As ações – qualquer uma – inserem o tempo no espaço. Agem como o som ou de forma semelhante à da música. As performances de Ana Amorim são, em essência, uma análise desse componente temporal que toda ação carrega implicitamente. Em seus Counting Seconds Performance, o que ela faz é contar os segundos durante várias horas. Para cada segundo, uma pequena marca horizontal escrita na página de um caderno. Essa é uma prática que ela desenvolve em espaços públicos (a artista se senta a uma mesa e um caderno é preenchido com linhas) e também como uma ação cotidiana. Todos os dias, durante uma hora, Ana Amorim conta os segundos e os anota. Quando observadas em perspectiva, essa paixão pela passagem do tempo e sua obsessão em registrá-lo derivam, de certa forma, das práticas também diárias realizadas pelo pai da artista. Ele transformou a casa da família em um espaço habitado por relógios e calendários; foi um caminhante que amava a natureza e que, durante e após suas caminhadas rotineiras, anotava as condições climáticas, o espaço percorrido, as horas e minutos gastos... O tempo é mostrado em um processo constante de destilação.
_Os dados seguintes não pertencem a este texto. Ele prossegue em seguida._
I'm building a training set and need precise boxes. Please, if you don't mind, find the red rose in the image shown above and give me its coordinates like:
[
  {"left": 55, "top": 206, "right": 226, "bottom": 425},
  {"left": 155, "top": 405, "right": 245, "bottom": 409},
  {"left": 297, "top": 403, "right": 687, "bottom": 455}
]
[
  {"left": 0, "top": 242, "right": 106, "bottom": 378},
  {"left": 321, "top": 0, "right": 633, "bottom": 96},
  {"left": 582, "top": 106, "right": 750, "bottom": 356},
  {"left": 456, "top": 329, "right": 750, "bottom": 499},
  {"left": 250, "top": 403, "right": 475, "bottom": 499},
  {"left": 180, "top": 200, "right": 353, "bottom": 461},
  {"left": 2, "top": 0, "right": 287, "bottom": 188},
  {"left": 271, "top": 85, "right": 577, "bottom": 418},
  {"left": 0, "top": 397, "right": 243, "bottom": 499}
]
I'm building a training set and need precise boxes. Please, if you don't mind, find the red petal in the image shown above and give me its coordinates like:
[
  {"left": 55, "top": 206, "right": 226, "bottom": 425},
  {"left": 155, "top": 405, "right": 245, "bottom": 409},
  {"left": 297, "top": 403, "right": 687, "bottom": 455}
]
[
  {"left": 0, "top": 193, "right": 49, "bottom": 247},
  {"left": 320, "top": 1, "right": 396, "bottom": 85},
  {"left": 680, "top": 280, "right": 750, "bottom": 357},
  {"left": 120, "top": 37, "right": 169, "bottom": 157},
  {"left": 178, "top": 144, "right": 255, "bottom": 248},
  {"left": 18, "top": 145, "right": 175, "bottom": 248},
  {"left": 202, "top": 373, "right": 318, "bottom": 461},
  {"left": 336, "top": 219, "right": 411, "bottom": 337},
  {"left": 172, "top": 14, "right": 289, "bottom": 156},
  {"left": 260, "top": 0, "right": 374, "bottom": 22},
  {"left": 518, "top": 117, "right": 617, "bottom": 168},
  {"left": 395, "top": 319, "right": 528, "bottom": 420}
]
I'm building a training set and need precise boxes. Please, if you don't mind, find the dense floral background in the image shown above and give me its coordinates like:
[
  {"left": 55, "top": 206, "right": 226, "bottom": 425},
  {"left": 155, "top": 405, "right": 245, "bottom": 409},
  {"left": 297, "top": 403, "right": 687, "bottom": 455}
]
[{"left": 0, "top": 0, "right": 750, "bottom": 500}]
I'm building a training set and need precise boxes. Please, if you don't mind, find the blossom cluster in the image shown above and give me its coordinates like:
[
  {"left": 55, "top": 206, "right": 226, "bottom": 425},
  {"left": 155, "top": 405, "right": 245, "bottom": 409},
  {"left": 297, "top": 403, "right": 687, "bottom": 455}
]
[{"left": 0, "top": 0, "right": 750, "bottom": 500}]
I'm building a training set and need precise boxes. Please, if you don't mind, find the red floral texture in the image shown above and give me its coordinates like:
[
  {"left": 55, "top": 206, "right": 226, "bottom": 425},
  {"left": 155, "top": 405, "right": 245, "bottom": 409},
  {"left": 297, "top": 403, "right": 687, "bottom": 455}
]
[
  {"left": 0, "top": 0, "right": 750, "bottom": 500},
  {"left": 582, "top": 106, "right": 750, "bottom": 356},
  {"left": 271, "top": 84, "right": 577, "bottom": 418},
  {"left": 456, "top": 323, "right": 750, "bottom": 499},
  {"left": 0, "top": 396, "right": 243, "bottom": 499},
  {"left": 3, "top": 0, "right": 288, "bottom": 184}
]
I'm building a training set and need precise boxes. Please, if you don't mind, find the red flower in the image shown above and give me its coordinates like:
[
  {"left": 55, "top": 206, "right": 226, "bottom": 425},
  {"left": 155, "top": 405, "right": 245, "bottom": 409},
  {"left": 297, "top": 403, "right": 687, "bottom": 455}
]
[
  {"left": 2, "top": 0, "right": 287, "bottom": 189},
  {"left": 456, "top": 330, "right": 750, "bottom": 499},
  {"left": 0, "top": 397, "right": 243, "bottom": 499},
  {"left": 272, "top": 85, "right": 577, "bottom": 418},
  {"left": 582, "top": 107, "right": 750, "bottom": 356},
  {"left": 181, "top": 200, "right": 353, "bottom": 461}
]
A artista designa seus mapas e colagens com um número que inclui vários itens, os quais nem sempre são fixos ou usados na mesma ordem. Nessa espécie de código numérico, podemos vislumbrar a data ou a numeração dos desenhos ou das obras, mas também outras figuras que correspondem aos dias decorridos a partir de certas datas importantes de sua vida (casamentos, divórcios, procedimentos médicos etc.) ou aos dias que restam para o fim do ano em curso (ou do desenho em questão). Tudo está escrito; qualquer ação diária que ela realize aparece refletida nos mapas como uma constatação de sua existência, com o objetivo de “parar a vida” e tornar-se plenamente consciente de sua passagem. Raramente temos a oportunidade de descobrir um trabalho artístico de tal magnitude – representando uma vida inteira dedicada à sua própria consciência vital – tão de repente e de forma tão variada e extensa. Poucas vezes nos são apresentados exercícios vitais e artísticos tão irremediavelmente fundidos por tais coerência e detalhe. Ana Amorim não é apenas uma artista que trabalha no âmbito – tão recorrente e também tão desgastado – do arquivar; ela é um arquivo em si mesma, e sua principal ação, ela parece nos dizer, é a de ser arquivo.